Here is our weekly Postcard from New York, in collaboration with Clio Art Fair!

The selection of this week's events, curated by Clio Art Fair , is particularly vibrant and varied.

In this article, we will explore some of the highlights of these days, looking for the most interesting and inspiring exhibitions and art events in NYC.

Ready to discover the New York art scene this week?

Here we go!

Aliza Nisenbaum, "Pedacito de Sol (Vero y Marissa)", 2022. Oil on canvas, 75 x 95 inches (190.5 x 241.3 cm) © Aliza Nisenbaum. Photo courtesy the Artist and Anton Kern Gallery, New York. Photographer: Thomas Barratt.

1. In Museums:

Aliza Nisenbaum: Queens, Lindo y Querido

@ Queens Museum

April 23–October 9, 2023

Aliza Nisenbaum portrays human stories. With her magically exuberant color palette, she paints people, individually or in groups, with their countenance, posture, and immediate surroundings organically composed to depict their humanity.

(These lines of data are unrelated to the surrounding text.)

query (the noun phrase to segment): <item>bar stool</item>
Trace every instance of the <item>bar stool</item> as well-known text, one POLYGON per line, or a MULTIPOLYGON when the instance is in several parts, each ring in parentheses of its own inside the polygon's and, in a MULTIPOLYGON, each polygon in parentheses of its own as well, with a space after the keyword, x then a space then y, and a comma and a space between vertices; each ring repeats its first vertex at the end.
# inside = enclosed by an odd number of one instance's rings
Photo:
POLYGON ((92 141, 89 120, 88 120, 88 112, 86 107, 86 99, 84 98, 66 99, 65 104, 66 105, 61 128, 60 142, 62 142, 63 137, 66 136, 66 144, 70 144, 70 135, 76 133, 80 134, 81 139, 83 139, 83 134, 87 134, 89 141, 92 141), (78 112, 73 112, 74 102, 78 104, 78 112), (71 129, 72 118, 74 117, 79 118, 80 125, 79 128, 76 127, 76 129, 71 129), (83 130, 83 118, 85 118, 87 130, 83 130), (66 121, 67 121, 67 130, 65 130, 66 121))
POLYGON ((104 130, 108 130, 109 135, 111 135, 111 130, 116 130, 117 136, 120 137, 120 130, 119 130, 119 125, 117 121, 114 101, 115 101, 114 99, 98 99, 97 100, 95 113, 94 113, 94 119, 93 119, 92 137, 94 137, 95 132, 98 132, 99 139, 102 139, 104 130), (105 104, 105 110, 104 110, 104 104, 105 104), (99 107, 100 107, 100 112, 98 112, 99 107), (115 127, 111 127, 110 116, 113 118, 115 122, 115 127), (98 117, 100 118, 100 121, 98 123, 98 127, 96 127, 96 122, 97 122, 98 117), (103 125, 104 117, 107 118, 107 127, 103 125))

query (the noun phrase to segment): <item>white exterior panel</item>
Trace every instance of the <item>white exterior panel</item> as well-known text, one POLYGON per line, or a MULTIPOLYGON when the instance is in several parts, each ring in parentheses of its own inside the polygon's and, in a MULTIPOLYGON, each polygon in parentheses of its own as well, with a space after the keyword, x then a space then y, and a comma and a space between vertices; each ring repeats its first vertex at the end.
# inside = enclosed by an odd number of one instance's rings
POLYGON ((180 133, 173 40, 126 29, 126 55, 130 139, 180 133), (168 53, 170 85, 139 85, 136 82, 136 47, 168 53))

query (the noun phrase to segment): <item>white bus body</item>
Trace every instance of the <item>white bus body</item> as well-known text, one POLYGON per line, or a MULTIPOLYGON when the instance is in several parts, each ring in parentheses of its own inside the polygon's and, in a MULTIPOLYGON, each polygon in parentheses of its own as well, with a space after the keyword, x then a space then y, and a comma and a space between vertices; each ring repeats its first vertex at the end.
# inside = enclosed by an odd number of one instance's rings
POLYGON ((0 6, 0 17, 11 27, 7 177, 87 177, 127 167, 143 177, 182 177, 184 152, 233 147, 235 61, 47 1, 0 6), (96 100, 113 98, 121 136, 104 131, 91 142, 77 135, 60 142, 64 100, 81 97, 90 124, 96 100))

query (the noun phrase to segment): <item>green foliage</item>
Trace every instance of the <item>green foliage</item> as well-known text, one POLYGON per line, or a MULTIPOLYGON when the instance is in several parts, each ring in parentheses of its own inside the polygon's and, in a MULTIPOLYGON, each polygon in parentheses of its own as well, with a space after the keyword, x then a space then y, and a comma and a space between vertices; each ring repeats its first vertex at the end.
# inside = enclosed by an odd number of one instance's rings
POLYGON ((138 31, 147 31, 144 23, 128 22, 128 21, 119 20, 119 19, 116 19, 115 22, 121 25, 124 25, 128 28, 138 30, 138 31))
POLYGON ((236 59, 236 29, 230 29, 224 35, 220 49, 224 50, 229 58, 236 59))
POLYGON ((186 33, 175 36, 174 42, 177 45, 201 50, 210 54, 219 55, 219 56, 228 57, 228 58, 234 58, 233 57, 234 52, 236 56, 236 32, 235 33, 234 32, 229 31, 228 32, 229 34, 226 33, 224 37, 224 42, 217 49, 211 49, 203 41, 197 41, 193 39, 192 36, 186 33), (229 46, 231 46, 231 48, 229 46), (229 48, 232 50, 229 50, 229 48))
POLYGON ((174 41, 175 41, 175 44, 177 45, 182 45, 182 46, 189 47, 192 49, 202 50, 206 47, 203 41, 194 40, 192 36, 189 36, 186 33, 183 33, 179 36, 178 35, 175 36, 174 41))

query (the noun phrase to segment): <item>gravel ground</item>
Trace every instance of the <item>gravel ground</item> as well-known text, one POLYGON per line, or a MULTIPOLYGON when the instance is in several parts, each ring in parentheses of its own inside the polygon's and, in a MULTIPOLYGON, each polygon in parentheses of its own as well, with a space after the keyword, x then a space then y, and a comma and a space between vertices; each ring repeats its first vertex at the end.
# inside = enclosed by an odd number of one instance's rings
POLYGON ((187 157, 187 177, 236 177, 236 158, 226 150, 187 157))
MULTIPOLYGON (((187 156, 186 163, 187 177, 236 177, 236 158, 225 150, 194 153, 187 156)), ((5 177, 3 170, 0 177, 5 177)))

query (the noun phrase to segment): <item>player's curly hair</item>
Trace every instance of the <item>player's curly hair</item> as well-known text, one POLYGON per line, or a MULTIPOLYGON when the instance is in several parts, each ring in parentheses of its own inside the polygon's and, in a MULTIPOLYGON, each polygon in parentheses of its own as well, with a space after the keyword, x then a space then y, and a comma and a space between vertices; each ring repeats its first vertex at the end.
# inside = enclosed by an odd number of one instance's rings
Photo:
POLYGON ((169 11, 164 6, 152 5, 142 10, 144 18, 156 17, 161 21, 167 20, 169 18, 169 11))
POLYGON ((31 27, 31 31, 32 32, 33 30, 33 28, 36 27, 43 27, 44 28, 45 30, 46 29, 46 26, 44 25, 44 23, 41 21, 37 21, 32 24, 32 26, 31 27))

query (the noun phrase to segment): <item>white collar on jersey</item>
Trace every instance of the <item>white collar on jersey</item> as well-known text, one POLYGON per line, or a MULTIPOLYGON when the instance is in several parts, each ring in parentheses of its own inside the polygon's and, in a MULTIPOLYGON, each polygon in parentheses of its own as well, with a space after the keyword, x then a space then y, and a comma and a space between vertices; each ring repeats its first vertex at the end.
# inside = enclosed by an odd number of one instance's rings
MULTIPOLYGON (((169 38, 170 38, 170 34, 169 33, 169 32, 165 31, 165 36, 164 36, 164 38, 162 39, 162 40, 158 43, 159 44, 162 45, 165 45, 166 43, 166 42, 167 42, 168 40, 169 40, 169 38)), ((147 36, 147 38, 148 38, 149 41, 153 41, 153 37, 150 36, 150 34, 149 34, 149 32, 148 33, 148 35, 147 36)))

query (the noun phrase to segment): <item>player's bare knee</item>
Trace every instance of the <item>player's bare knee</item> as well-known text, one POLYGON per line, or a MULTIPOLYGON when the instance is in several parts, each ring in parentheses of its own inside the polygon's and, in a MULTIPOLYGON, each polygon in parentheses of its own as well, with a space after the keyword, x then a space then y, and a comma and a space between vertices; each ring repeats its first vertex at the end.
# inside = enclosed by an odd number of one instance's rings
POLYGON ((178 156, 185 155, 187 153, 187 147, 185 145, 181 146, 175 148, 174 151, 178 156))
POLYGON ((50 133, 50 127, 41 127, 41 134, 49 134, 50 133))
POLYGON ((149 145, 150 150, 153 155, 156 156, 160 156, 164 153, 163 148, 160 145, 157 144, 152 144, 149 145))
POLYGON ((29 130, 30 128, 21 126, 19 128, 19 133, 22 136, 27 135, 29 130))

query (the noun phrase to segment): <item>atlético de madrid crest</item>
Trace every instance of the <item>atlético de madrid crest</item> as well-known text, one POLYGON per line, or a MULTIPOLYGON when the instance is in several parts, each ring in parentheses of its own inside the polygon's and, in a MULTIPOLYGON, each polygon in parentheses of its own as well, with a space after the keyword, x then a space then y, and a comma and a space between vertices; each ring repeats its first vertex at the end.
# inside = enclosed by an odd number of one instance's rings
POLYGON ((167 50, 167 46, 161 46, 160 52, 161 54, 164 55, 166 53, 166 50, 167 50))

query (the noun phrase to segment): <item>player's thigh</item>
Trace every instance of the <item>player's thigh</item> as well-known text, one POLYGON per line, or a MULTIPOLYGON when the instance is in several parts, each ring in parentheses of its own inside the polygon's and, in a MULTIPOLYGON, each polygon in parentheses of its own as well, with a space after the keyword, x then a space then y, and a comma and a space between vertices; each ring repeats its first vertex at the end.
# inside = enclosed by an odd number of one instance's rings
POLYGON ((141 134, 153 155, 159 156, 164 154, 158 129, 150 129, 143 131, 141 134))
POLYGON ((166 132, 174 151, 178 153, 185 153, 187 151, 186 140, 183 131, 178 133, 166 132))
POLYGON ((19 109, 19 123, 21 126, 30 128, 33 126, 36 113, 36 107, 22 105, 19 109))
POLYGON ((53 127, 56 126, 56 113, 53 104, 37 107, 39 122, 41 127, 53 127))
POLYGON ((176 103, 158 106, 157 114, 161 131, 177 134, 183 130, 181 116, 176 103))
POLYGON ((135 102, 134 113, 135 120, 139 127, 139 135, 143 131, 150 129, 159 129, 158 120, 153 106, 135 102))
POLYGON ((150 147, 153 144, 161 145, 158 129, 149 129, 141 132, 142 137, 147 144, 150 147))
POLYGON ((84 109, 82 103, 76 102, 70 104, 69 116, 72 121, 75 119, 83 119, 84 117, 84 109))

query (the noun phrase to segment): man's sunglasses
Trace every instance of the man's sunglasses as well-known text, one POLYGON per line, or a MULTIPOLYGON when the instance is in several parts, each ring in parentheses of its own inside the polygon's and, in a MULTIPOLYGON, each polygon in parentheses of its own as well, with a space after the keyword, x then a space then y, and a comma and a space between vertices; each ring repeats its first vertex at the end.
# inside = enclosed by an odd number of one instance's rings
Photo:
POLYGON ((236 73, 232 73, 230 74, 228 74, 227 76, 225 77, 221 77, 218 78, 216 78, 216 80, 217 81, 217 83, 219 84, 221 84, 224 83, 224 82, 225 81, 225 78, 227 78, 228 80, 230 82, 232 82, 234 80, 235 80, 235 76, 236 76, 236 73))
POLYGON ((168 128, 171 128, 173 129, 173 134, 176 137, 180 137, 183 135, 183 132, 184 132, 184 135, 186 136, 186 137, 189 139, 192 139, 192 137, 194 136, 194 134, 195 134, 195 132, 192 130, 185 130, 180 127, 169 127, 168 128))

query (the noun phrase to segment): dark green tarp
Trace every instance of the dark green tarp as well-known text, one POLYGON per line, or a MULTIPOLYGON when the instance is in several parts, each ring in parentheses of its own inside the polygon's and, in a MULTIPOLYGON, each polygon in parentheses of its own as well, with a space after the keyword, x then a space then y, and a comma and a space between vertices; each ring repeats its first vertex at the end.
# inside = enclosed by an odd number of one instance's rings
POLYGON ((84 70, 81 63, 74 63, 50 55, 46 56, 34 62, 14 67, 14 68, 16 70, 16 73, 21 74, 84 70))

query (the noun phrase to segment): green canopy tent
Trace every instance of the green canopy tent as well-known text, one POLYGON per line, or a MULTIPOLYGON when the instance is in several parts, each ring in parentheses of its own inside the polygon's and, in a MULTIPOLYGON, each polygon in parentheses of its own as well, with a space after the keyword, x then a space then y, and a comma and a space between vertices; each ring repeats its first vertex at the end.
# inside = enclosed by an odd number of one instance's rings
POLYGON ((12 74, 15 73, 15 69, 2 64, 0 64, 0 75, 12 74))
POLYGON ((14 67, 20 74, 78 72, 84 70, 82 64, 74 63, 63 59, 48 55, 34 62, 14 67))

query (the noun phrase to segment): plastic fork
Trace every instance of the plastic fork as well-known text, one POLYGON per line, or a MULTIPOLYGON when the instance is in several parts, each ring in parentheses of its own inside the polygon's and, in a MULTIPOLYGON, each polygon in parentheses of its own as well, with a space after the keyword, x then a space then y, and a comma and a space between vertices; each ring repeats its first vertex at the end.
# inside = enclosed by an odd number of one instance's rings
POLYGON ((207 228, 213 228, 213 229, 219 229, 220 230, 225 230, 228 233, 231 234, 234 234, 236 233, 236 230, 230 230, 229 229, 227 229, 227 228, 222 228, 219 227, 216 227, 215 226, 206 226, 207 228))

Aliza Nisenbaum: Queens, Lindo y Querido, chronicles the artist’s years-long engagement with people at the Queens Museum and its neighborhood, Corona. Adapted from the popular Vincente Fernández song “Mexico, Lindo y Querido”— translated in English to “Mexico, Beautiful and Beloved” — the exhibition title highlights Nisenbaum’s personal and artistic relationships to the sitters and their environments, with careful attention paid to expressions of what people value, as expressed through material culture.

Installation view. Courtesy Judd Foundation/ Artists Rights Society, New York. Photo: Rob McKeever

2. In Galleries:


@Gagosian Gallery

May 13 - July 14, 2023

Gagosian is pleased to announce an exhibition of works dating from 1965 to 1991 by Donald Judd (1928–1994) across the gallery’s 976 and 980 Madison Avenue locations in New York.

The exhibition features fifteen of Judd’s objects made with some of his primary materials, including anodized and painted aluminum, galvanized iron, colored plexiglass, and plywood. The works’ carefully considered proportions emphasize their materials’ intrinsic qualities and relationships between part and whole.

Judd began as a painter in the 1950s, but by the early 1960s he came to focus on three-dimensional forms. He developed an art that exists on its own determinedly physical terms, removed from notions of metaphor or illusion. To this end, he designated that his works were untitled and originated new terms to describe them, including “wall piece”—a single unit or multiple units designed to hang on the wall—and “floor piece”—a work that stands directly on the floor without a traditional sculptural pedestal.

Aura Rosenberg, ​​Aux Enfants de la Chance, 2022. Courtesy of the artist.

3. In Brooklyn

What Is Psychedelic - Aura Rosenberg

@Mishkin Gallery and Pioneer Works

MAR 17 – JUN 11, 2023

What Is Psychedelic, co-presented by Mishkin Gallery and Pioneer Works, marks the first institutional survey of New York-born artist Aura Rosenberg. This two-venue exhibition traces the artist’s trajectory from early paintings of the 1970s to her more recent endeavors in photography, film, sculpture, and installation. Throughout her five decades long career in New York and Berlin, Rosenberg has moved through diverse styles, preferring to work thematically and serially while often returning to ideas from past projects.

Rosenberg’s practice challenges how images produce and reproduce notions of spectatorship, gender, family, and history—that is, the conditions of everyday life. In this way, she examines how vernacular images naturalize and normalize meanings through which people understand themselves in the world.

Nicholas Knight,, Love. © Nicholas Knight, courtesy Public Art Fund

4. Outside

Nicholas Galanin: In every language there is Land

@Brooklyn Bridge Park, Empire Fulton Ferry Lawn

May 16 – November 12, 2023

Nicholas Galanin created this work with the same steel tubing used to construct the U.S.-Mexico border wall, also echoing its 30-foot height. The metal was cut and reassembled to spell out LAND in a format reminiscent of Robert Indiana’s 1966 sculpture, LOVE.

The installation is promoted by Public Art Found.